Gunman kills 1, wounds 8 at Empire State Building

NEW YORK (AP) — A disgruntled former women's accessories designer shot a former colleague to death Friday and then was killed in a shootout with police near the Empire State Building that left nine others wounded, officials said.

The nine people wounded in the gunfire after 9 a.m. on the Fifth Avenue side of the building were expected to survive, police said.

After the shootout, crowds of tourists and people on their way to work gathered along 34th Street, which was shut down by police. Police helicopters buzzed overhead and swarms of officers were gathered around the crime scene.

Jeffrey Johnson, 53, was laid off about a year ago at Hazan Imports and targeted a 41-year-old former colleague, shooting the man in the head, Police Commissioner Raymond Kelly said.

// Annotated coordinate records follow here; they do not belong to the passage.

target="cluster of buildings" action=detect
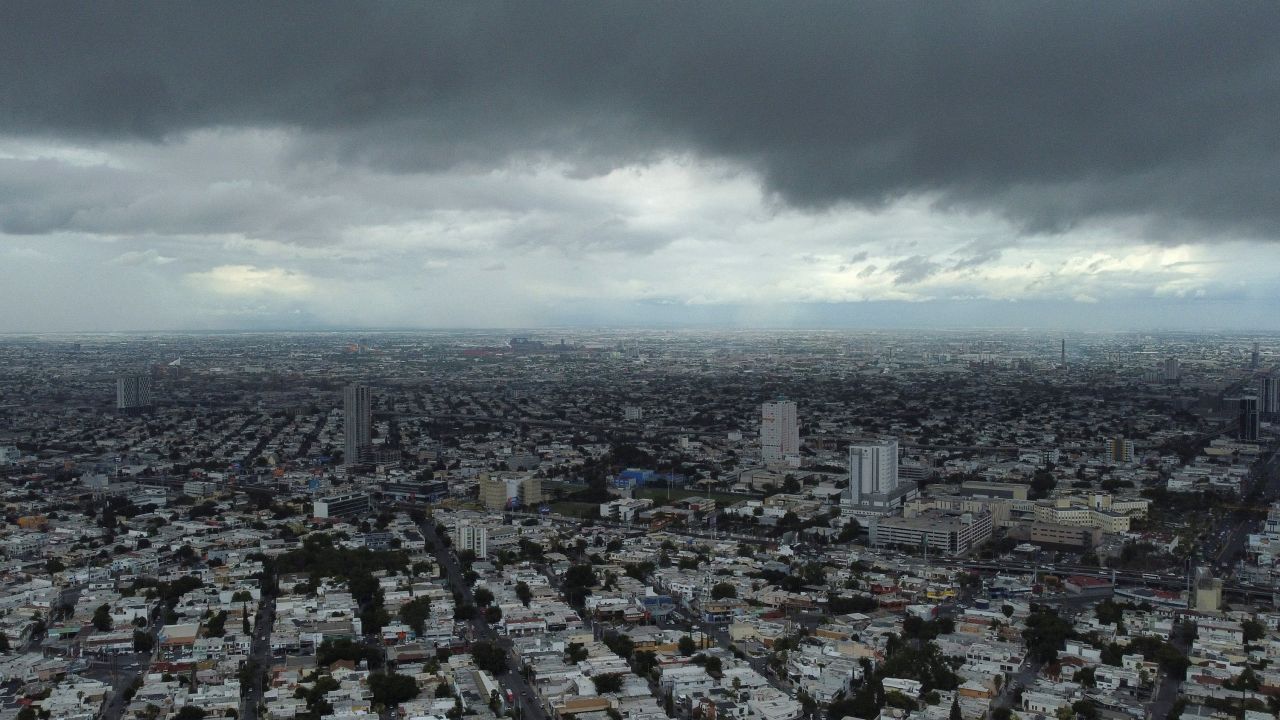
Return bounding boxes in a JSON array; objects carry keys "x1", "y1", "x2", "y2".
[{"x1": 0, "y1": 333, "x2": 1280, "y2": 720}]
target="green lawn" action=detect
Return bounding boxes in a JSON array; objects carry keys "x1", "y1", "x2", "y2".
[{"x1": 636, "y1": 487, "x2": 748, "y2": 507}]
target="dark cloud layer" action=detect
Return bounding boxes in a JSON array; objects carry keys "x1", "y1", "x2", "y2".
[{"x1": 0, "y1": 1, "x2": 1280, "y2": 237}]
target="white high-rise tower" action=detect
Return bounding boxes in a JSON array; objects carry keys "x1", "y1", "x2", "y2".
[
  {"x1": 849, "y1": 439, "x2": 897, "y2": 505},
  {"x1": 342, "y1": 384, "x2": 374, "y2": 465},
  {"x1": 760, "y1": 400, "x2": 800, "y2": 465}
]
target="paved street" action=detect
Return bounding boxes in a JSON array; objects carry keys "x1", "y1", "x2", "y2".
[
  {"x1": 241, "y1": 594, "x2": 275, "y2": 720},
  {"x1": 84, "y1": 610, "x2": 164, "y2": 720},
  {"x1": 421, "y1": 520, "x2": 548, "y2": 720}
]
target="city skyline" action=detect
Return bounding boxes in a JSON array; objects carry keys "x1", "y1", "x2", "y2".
[{"x1": 0, "y1": 3, "x2": 1280, "y2": 333}]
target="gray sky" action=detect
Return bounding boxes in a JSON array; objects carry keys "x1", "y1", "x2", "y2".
[{"x1": 0, "y1": 1, "x2": 1280, "y2": 332}]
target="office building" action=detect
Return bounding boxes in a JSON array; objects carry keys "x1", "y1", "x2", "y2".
[
  {"x1": 1239, "y1": 395, "x2": 1258, "y2": 442},
  {"x1": 342, "y1": 384, "x2": 374, "y2": 465},
  {"x1": 1194, "y1": 568, "x2": 1222, "y2": 612},
  {"x1": 1258, "y1": 373, "x2": 1280, "y2": 420},
  {"x1": 849, "y1": 438, "x2": 897, "y2": 505},
  {"x1": 760, "y1": 400, "x2": 800, "y2": 465},
  {"x1": 115, "y1": 374, "x2": 151, "y2": 413},
  {"x1": 867, "y1": 510, "x2": 992, "y2": 555},
  {"x1": 453, "y1": 520, "x2": 489, "y2": 557},
  {"x1": 840, "y1": 439, "x2": 920, "y2": 518},
  {"x1": 480, "y1": 475, "x2": 543, "y2": 512},
  {"x1": 311, "y1": 492, "x2": 372, "y2": 520},
  {"x1": 1111, "y1": 436, "x2": 1133, "y2": 465}
]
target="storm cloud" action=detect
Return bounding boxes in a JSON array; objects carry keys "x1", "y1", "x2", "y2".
[
  {"x1": 0, "y1": 1, "x2": 1280, "y2": 331},
  {"x1": 0, "y1": 1, "x2": 1280, "y2": 236}
]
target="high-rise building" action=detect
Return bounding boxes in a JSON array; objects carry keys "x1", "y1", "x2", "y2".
[
  {"x1": 453, "y1": 520, "x2": 489, "y2": 557},
  {"x1": 311, "y1": 492, "x2": 372, "y2": 520},
  {"x1": 342, "y1": 384, "x2": 374, "y2": 465},
  {"x1": 1258, "y1": 373, "x2": 1280, "y2": 420},
  {"x1": 849, "y1": 438, "x2": 897, "y2": 505},
  {"x1": 1239, "y1": 395, "x2": 1258, "y2": 442},
  {"x1": 760, "y1": 400, "x2": 800, "y2": 465},
  {"x1": 480, "y1": 474, "x2": 543, "y2": 512},
  {"x1": 115, "y1": 374, "x2": 151, "y2": 413},
  {"x1": 1111, "y1": 436, "x2": 1133, "y2": 464}
]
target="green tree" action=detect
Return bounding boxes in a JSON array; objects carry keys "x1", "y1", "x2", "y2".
[
  {"x1": 712, "y1": 583, "x2": 737, "y2": 600},
  {"x1": 133, "y1": 630, "x2": 156, "y2": 652},
  {"x1": 369, "y1": 673, "x2": 419, "y2": 707},
  {"x1": 564, "y1": 643, "x2": 591, "y2": 665},
  {"x1": 1240, "y1": 618, "x2": 1267, "y2": 643},
  {"x1": 399, "y1": 597, "x2": 431, "y2": 635},
  {"x1": 591, "y1": 673, "x2": 622, "y2": 694},
  {"x1": 516, "y1": 580, "x2": 534, "y2": 607},
  {"x1": 703, "y1": 655, "x2": 724, "y2": 678},
  {"x1": 1093, "y1": 600, "x2": 1124, "y2": 625},
  {"x1": 471, "y1": 641, "x2": 507, "y2": 675},
  {"x1": 677, "y1": 635, "x2": 698, "y2": 656},
  {"x1": 93, "y1": 603, "x2": 111, "y2": 633},
  {"x1": 1023, "y1": 606, "x2": 1071, "y2": 662}
]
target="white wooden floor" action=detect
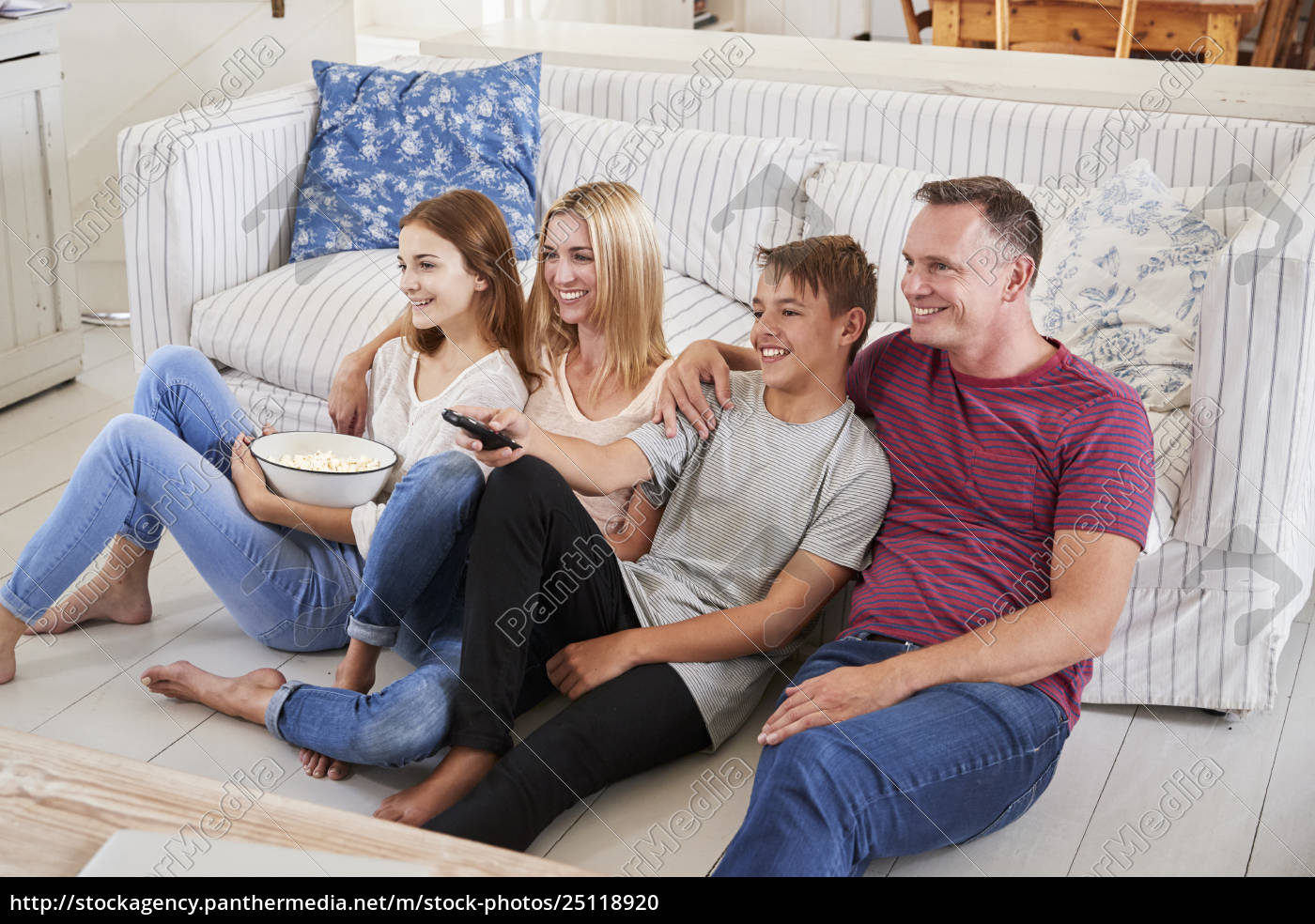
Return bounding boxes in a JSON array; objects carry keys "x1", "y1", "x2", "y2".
[{"x1": 0, "y1": 328, "x2": 1315, "y2": 875}]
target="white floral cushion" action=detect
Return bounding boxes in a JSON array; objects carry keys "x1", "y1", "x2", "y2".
[{"x1": 1032, "y1": 161, "x2": 1224, "y2": 411}]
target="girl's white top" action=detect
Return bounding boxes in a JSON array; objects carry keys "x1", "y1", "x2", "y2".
[
  {"x1": 351, "y1": 338, "x2": 527, "y2": 557},
  {"x1": 525, "y1": 356, "x2": 672, "y2": 536}
]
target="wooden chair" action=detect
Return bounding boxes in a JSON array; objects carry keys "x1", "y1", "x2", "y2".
[
  {"x1": 1250, "y1": 0, "x2": 1315, "y2": 69},
  {"x1": 900, "y1": 0, "x2": 931, "y2": 45},
  {"x1": 996, "y1": 0, "x2": 1137, "y2": 58}
]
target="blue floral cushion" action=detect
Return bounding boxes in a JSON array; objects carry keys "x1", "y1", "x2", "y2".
[
  {"x1": 290, "y1": 54, "x2": 542, "y2": 262},
  {"x1": 1032, "y1": 161, "x2": 1224, "y2": 411}
]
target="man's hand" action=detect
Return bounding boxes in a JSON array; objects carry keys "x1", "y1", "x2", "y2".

A construction worker followed Johnson, then spoke to police nearby. Johnson turned his .45-caliber pistol on officers and they returned fire, Kelly said. Johnson was shot and killed by police.

It's not clear if Johnson opened fire on the officers, but Mayor Michael Bloomberg said some of the nine wounded may have been shot by police in the mayhem.

The gunshots rang out at a time of day when the sidewalks around the building are packed with pedestrians and merchants were opening their shops.

"We were just working here and we just heard bang, bang, bang!" said Mohammed Bachchu, 22, of Queens, a worker at a nearby souvenir shop. He said he rushed from the building and saw seven people lying on the ground, covered in blood.

Queens resident Rebecca Fox, 27, said she saw people running down the street and initially thought it was a celebrity sighting, but then saw a woman shot in the foot and a man dead on the ground.

"I was scared and shocked and literally shaking," she said. She said police seemed to appear in seconds. "It was like CSI, but it was real."

Hassam Cissa, 22, of the Bronx, said he saw two bodies on the ground and police applying a white cloth to a man's stomach wound.

Gunshots so close to one of the city's leading tourist attractions immediately prompted fears of terrorism, but federal officials said that wasn't the case, and a guard at skyscraper said it didn't involve the parts of the building where tourists gather to visit the skyscraper.

The gunfire came less than two weeks after a knife-wielding man was shot dead by police near Times Square, another tourist-saturated part of the city. Authorities say police shot 51-year-old Darrius Kennedy after he lunged at officers with a kitchen knife Aug. 12. Kennedy was smoking marijuana in Times Square on a Saturday afternoon when officers first approached, police said. It was the beginning of an encounter that would stretch for seven crowded blocks.

In 1997, a gunman opened fire on the 86th floor observation deck of the Empire State Building, killing one tourist and wounding six others before fatally shooting himself.